Utilizing this design with true parts and extremely tight tolerances, allows the blade and washers to completely fill the gaps in the joint (with lubrication clearance only). This leaves the pivot area much less susceptible to collecting debris than other pivot system designs and reduces the number of times the knife will need to be cleaned over its life.

It always felt wrong to me to build a knife that needed to be “tuned” or “adjusted” by the user. A takedown tool is provided with each knife strictly for the purpose of “servicing”, as required. The tolerances are designed into this joint, are repeatable and do not require any adjustment. When executed properly (this is key), this pivot system allows the owner to service their knife and have the same smooth blade pivot action, position, and lockup every time by simply torqueing the pivot screw (approximately 1/16 th of a turn past snug for non-clocked pivot/screw builds).

While I feel this is the optimum pivot configuration, this design is unforgiving and challenging for the maker. Very tight tolerances for size, squareness, roundness, parallelism, and concentricity for the pivot, screw, bushing, blade, washers, and handle are required to produce a centered blade with smooth action, and without play. The bushing, for example, dictates the blade position relative to the lock-bar. If all other parts are proper and the bushing is not concentric, the lockup geometry and operation will be affected each time the knife is serviced depending on the random rotational position of the bushing. If the bushing is not square, the blade will not be centered, it will bind as it rotates, and it will need to have play in it to compensate (Fig. 2 below is an exaggerated example of this). Similar deficiencies occur if any of the other pivot joint parts previously mentioned are not made to extremely tight tolerances.

Achieving the required level of precision drives the build processes, the required shop equipment, and the need for many custom engineered fixtures. Creating a hole in a handle or blade for instance, may often be done with a drill on a manual mill (Bridgeport) or drill press, and is then brought to final size with a reamer. While reamers are sized to the ten-thousandth of an inch (0.000X in.), a reamer will only follow the drilled hole which is not necessarily square. A drill and a drill press / Bridgeport are great for removing material, but they are not at all designed to make a precision hole due to the accuracy limitation of the machine and bit of flex. Utilizing a CNC Mill or jig borer to machine / bore the part to establish a straight (square) hole, and in many cases bringing the hole to final size by lapping, is required to meet the tightest tolerances. The bushing, pivot and screw are all made from raw stock using high accuracy machines and processes to ensure the parts are square, concentric and to size. 

To utilize this pivot system on an integral handle is a whole other level of difficulty. It is imperative that the two internal (handle) sides be dead flat and parallel. The inherent residual stresses that remain in the titanium handle after cutting the blade slot significantly affect the pivot area geometry.
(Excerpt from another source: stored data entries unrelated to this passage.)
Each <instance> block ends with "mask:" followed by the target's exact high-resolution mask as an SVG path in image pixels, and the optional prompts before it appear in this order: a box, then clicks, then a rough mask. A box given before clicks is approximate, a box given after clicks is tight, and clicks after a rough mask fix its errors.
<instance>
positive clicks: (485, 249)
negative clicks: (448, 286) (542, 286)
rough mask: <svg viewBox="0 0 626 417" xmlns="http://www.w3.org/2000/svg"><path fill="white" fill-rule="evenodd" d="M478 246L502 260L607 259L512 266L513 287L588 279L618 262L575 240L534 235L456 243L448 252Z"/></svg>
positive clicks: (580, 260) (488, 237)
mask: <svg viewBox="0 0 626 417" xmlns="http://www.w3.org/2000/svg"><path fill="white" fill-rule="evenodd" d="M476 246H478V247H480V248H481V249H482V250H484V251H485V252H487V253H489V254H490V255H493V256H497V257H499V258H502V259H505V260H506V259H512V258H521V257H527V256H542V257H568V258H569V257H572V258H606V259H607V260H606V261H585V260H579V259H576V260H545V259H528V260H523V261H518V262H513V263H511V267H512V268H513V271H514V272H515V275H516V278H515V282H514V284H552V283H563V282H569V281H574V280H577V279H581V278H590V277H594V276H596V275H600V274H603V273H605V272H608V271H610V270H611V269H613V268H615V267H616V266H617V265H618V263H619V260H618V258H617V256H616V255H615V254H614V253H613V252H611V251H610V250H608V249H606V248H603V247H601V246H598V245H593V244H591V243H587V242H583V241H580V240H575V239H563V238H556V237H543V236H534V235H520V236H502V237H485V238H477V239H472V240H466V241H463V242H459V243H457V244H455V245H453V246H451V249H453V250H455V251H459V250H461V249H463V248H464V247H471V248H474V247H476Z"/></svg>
These stresses can vary from build to build as they vary with each bar of titanium. Countless hours were invested over the years in developing engineered tooling and processes to overcome this obstacle that is unique to a solid integral handle. In the early years I seriously considering going to a two-piece handle, which would take minimal time on a surface grinder to achieve flat and parallel, but I’m glad that I stuck with it; the increased rigidity of an integral handle is significant. What was not an option was to utilize an alternative pivot system (without the structural integrity) that would have masked the need for almost all the high tolerance requirements.